Rihanna, wearing one of the most memorable pieces of the night, rocked Comme des Garçons at the 2017 Met Gala. The point of this piece is not to be "pretty" or "flattering" in a conventional sense. Its intent is to be freeing, and intriguing, and visually interesting - a goal common to many art forms. (Photo from the NY Times).
In the words of well known stylist Rachel Zoe, “Style is a way to say who you are without having to speak”. Whether we like it or not, our aesthetic goes a long way in communicating components of who we are to the world around us, oftentimes on a very subconscious level. We owe it to ourselves to put our best effort into how we dress. Dressing well relies on you knowing yourself and what you want to convey to others visually. Despite popular belief, tasteful style does not have to be expensive, time consuming or complicated. With smart shopping, dressing well can be exquisitely simple, you just have to figure out what your personal style is.
A lot of developing a personal style that reflects who you are is a process of trial and error. But, the confidence that comes with visually projecting the best version of yourself to the world around you is so satisfying. Here are a few basic tips to streamline your shopping, and help you buy clothing that will really work for you.
1. Fit First. Fit is key.
Top priority with clothing is always fit. You want to shine in your clothing, not be overwhelmed by it. Even an expensive piece of clothing can look bad if it fits wrong, while conversely, “low end” clothing can look fantastic if it fits well.
2. Don’t chase every trend.
Wear what flatters your body type and don’t get too caught up in what’s “trendy”. Not only is dressing very trendily extremely costly, but not every trend flatters every body type, and that is okay. Know yourself, and stick to that.
3. Buy Quality.
A higher price does not always indicate a higher quality. To get the most “bang for your buck” consider the thread count, stitch count, and the fabric content of items prior to purchasing. Fabric contents are always written on a tag somewhere on the clothing. Natural fabrics like real cotton are superior to polyester blends, for example, because polyester blended with other fabrics pills up. If you focus on buying quality items, you’ll spend less money replacing cheaply made clothing.

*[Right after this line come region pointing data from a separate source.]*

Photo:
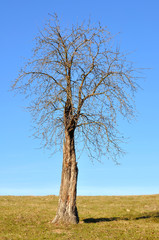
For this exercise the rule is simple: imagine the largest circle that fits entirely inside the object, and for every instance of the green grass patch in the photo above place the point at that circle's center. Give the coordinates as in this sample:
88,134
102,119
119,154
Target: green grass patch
101,217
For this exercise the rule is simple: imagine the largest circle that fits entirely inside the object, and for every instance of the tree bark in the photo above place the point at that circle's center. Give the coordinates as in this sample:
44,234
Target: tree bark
67,210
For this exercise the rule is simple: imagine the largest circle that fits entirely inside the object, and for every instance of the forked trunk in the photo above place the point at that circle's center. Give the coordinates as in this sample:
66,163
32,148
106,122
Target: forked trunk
67,210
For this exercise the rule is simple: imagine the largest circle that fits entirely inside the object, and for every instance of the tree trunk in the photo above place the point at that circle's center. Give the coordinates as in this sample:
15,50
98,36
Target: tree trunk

4. Know when to invest, cover your staples
Everyone’s “staples” vary depending on personal style and needs, but it is important to identify your staples to focus your wardrobe development. Staples should last you a long time, so it is okay to invest in things you will wear again and again. For example, I invested in a black wool coat at age 11 and am still wearing and receiving compliments on it eight years later. Smart shopping pays off.
I can’t overemphasize the importance of developing your own eye for style, and not mindlessly dressing with trends. Trends may serve as inspiration and be something you play off of, but they can never be a substitute for a good sense of style. Bottom line is, when it comes to fashion, you do you.

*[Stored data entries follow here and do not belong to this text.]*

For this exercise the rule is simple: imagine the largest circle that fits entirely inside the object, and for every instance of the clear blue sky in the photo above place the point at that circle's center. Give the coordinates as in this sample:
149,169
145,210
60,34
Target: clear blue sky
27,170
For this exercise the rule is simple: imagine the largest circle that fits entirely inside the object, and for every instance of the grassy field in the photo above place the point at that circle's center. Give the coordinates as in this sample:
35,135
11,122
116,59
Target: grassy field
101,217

But what if “you do you” doesn’t seem so simple when it comes to clothing? How do you figure out what your personal style is? There’s no easy answer, but a good place to start is to start just by looking. Look through magazines, fashion sites, and lookbooks before you even head into a store. Find people who dress in a way you like and break their look down piece by piece. What do you like about their outfit? How can you achieve a similar look and put your own spin on it? Come up with a list of a few key items you want the most to direct your shopping efforts. Shop deliberately. If you go into a store without a plan of what you want, you will waste money and most likely make random purchases that won’t satisfy you in the long run. Overall, building a wardrobe is a fun process that when a little bit of thought is invested can pay big dividends.